I feel that BTS was able to enter the American media market at a perfect time when groups like One Direction and Five Second of Summer had fallen apart or declined, music marketing transitioned to social media, and they had the impeccable visuals, traditional showmanship, and meticulous choreography that most male American stars had abandoned by that time. Thus, as BLACKPINK debuted, an easy group for the American media to hold up as a counterweight to the formerly male-dominated crossover acts list, and since around five years ago you increasingly see groups like TWICE, NewJeans, and Stray Kids everywhere. I believe increasing amounts of people began to pivot towards being fans of K-pop because the companies are so intent on building a world for each group: personalized, intimate stories of the struggles of each idol, a narrative emphasis on the grit it takes to perform at such a high-grade level, and innovative production choices to keep you tuned in. I can't say I didn’t appreciate the BLACKPINK Netflix documentary. And K-pop songs are now hard to escape here: I have “Seven” by Jungkook in my head as I type, though I love some songs by acts that haven't had as much American success like SHINEE and Loona.
Loona had a TikTok hit with “Girl Front” in the app’s early days, but they’re a great case study into the bewildering world of idol groups. “Girl Front” does not come from Loona as a whole group, but a subunit of the group. Once you tap into the lore, I see why it’s easy to become a fan: there’s so much thought behind each album (often found in minis to build hype and feed the fans in small doses), each era, down to which member is given each line and solo dance based on demeanor.
Anyway, Loona as a whole is something of a megagroup, with twelve members. To get any semblance of more personal music, you have to shrink down here and there, thus why this album is sung by the three members Kim Lip, JinSoul, and Choerry.

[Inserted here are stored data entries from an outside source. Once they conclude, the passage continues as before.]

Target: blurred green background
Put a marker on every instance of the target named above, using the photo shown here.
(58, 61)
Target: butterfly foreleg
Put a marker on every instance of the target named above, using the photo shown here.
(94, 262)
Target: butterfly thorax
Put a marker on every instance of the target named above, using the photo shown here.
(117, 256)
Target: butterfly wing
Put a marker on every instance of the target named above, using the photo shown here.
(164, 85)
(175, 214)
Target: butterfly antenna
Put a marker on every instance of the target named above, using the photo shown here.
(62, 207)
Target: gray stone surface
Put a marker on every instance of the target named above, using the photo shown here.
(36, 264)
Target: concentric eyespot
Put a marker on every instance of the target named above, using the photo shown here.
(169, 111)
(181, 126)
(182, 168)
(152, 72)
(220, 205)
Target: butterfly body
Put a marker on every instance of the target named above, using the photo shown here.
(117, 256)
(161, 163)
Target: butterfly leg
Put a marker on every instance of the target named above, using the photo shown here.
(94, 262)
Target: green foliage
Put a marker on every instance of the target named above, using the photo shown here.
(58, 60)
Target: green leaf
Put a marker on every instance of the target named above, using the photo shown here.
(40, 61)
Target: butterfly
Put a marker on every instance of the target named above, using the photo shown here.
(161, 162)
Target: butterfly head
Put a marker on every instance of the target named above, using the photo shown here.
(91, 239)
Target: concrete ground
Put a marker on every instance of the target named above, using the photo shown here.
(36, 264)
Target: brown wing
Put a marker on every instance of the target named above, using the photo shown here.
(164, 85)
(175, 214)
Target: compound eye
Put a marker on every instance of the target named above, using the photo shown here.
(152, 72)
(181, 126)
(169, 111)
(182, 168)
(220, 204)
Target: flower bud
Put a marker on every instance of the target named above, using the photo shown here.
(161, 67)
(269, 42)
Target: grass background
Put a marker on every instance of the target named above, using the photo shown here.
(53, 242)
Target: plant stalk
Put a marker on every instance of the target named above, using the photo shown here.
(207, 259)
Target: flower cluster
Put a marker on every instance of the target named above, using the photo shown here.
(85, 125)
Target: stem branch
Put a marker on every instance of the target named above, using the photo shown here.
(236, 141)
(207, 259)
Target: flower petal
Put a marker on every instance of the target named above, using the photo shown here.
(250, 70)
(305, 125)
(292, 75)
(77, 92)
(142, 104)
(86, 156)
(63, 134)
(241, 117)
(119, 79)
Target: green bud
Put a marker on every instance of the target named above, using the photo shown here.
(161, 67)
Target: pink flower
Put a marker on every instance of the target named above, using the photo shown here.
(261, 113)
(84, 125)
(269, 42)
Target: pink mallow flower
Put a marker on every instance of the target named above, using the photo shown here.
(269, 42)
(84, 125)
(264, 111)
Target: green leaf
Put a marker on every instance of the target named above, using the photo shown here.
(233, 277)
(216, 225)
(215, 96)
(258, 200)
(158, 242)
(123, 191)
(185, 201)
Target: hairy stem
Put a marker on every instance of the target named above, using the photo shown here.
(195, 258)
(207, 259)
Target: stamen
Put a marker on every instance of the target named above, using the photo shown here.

With this characteristically slick and 25-minute swift collection of future bass and electropop-influenced K-pop, they rise to the top of the RYM K-pop charts—no easy feat among over 10,000 releases. “Sweet Crazy Love” punctures through any skeptical ears with its irresistibly dynamic synthesized string intro and energetic take on nu-disco. The album is pretty cohesive in terms of melodic motifs, just another stamp on the intricate thought process behind any release, but where it goes most haywire is on the aforementioned “Girl Front.” It’s a delirious explosion of hard-hitting bass, bubbly synths, and frenetic piano alongside the personality-rich voices of the girls of ODD EYE CIRCLE. No K-pop article would be complete without a mention of stan Twitter (could truly be its own article, but just know that K-pop fans are the most devoted in the world), and in describing this song I think of an oft-retweeted video of Whitney Houston saying “Songs like they are stories that people can identify with. You know what I mean, anybody. Children were singing the song at graduations. At weddings. At funerals.” “Chaotic” is a dripping, more R&B tinged love-stricken tune with rich synthy bass. Though short, it’s a great, catchy entry into the K-pop rabbithole.
PS. Fans of K-pop groups often make these cute, color-coded videos to assist you in knowing which vocalist is singing which line. The dedication is immense.